Body Fat Distribution

Meanwhile, previous studies have reported that there are 49 positions along a chromosome where genes with a genetic variant are located. Incidentally, coding variations are differences within genes that have the potential to alter the way genes and the proteins they produce function. For instance, some of these variations are linked to processes that control blood sugar and fat metabolism.

Furthermore, these genes, with genetic variants, predispose individuals to higher or lower waist-to-hip ratios. By the way, this ratio is a measure of body-fat distribution. In fact, the World Health Organization defines abdominal obesity as a waist-to-hip ratio above 0.90 for males and above 0.85 for females. Regrettably, the higher the waste-to-hip ratio the greater the likelihood of diseases like hypertension, Type 2 diabetes, and heart diseases. By the way, all three of these diseases makes the individual highly susceptible to COVID-19.


Meanwhile, University of North Carolina researchers identified, in 2019, 24 genes with coding variants. Indeed, these variants (from among the 49 mentioned above) predisposes individuals to high waist-to-hip ratio. In addition, genes, with these coding variants, influence not only metabolism but also regulate body fat tissue, bone growth and adiponectin. By the way, adiponectin is a hormone controlling blood glucose levels and breaking down fat.

Furthermore, these 24 genes, with coding variants, help separate apple-shaped people with high waist-to-hip ratio from pear-shaped people with low waist-to-hip ratio. So, these 24 genes, are partly responsible for the excess fat around the abdomen, which is a risk factor for Type 2 diabetes and heart disease.

Lifestyle Effects

Now, in addition to these effects of genes, there is strong evidence that lifestyle choices also play a huge role. For example, a sedentary lifestyle, where sitting for long hours is a norm, there is little physical activity to burn calories and fat. As a result, fat accumulates in the body.
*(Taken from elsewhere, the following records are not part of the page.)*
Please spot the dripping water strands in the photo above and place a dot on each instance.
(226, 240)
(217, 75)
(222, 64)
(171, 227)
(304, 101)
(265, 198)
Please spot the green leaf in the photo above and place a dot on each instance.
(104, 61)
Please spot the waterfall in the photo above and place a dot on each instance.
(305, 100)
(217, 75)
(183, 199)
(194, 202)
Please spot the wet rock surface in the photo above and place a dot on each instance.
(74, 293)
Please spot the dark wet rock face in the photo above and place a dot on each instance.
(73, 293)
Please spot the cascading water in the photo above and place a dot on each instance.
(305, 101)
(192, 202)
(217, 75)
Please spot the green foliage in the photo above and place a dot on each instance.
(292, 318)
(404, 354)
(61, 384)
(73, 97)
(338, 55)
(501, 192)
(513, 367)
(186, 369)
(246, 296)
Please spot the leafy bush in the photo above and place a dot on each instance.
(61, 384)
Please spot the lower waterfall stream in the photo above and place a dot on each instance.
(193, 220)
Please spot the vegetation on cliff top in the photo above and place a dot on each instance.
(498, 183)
Similarly, a diet of sugary, tasty, high-calorie, high-carb, and high fat foods with little physical activity adds to the fat already in the body while also increasing weight. As a result, the waste-to-hip ratio increases.
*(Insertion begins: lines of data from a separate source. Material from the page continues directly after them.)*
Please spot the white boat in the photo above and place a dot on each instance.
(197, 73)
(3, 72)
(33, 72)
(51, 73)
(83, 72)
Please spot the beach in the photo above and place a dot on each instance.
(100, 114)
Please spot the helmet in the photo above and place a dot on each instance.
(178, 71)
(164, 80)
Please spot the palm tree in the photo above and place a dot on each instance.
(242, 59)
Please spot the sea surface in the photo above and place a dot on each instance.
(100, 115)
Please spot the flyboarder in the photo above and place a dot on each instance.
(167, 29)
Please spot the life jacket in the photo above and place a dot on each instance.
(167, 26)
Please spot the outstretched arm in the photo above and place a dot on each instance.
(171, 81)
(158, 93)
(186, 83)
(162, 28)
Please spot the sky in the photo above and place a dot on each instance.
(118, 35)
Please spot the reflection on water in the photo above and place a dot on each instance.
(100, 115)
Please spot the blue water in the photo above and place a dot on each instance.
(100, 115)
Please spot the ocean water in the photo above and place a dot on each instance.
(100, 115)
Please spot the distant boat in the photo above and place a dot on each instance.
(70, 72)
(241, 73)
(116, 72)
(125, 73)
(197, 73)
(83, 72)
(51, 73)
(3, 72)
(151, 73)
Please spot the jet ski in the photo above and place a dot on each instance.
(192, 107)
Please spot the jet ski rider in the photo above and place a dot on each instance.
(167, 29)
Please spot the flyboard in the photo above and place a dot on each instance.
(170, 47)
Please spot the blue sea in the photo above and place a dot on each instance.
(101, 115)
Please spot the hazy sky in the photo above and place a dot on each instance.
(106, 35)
So, a genetic profile, predisposed to obesity, in conjunction with an individual’s desire to follow a sedentary lifestyle and/or the desire to eat unhealthy foods magnifies the negative effects on obesity.

Study Reports Physical Activity Overcomes Obesity Genes

On the other hand, individuals who choose to engage in healthy physical activities and eat healthy foods in moderation can counterbalance their genetic predisposition to obesity. In fact, a recent study, from the United Kingdom, reported that high levels of physical activity and low levels sedentary habits can overcome a person’s genetic predisposition to obesity.
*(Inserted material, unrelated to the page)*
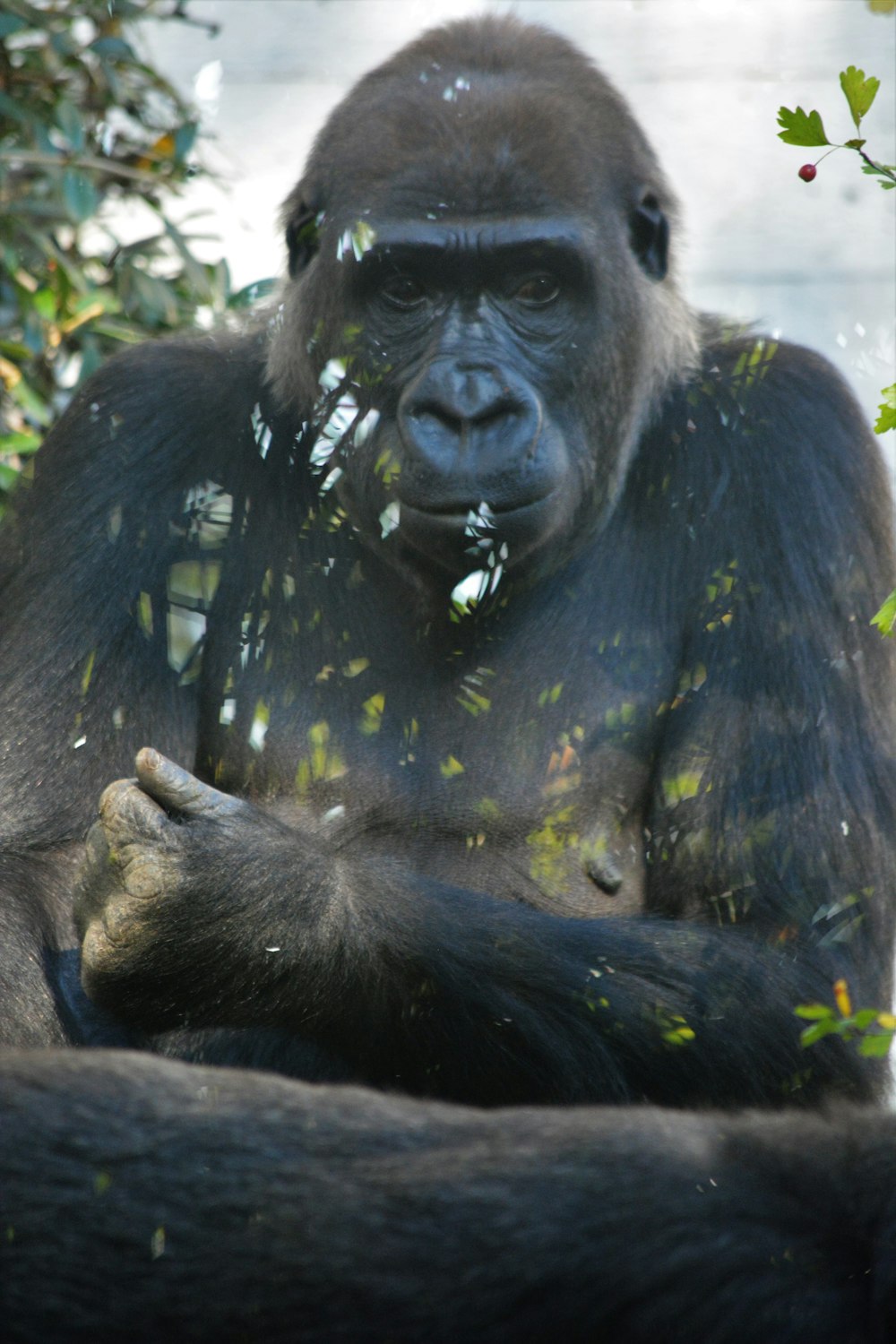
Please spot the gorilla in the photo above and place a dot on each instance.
(490, 633)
This study was based on 310,632 obese individuals who were also genetically predisposed to obesity. For the purpose of the study, Body Mass Index or BMI was used as a measure of obesity. In fact, the study found that those with low levels of physical activity had a higher BMI. On the other hand, those who exercised regularly had a lower BMI. Other consequences of regular exercise included the following:

1. Higher cardio respiratory fitness

2. Walking faster

3. Decreased sedentary behaviors

4. Shorter time watching TV

5. Shorter time playing video games

So, the study showed that high levels of physical activity and fitness lessen the association between genetic predisposition to obesity and being obese. While high levels of sedentary behaviors accentuate the association between genetic predisposition to obesity and being obese.


In conclusion, you don’t have to let your genetic predisposition to obesity be an excuse to be obese. Instead, change your lifestyle and be physically active. Moreover, there are a wide range of physical activities you can engage in. For example, long walks, jogging, bicycling, using one of many workout equipment at the nearby sports clubs or for the home, all help counter your genetic profile. Lastly, it’s also important to have a healthy diet and eat in moderation.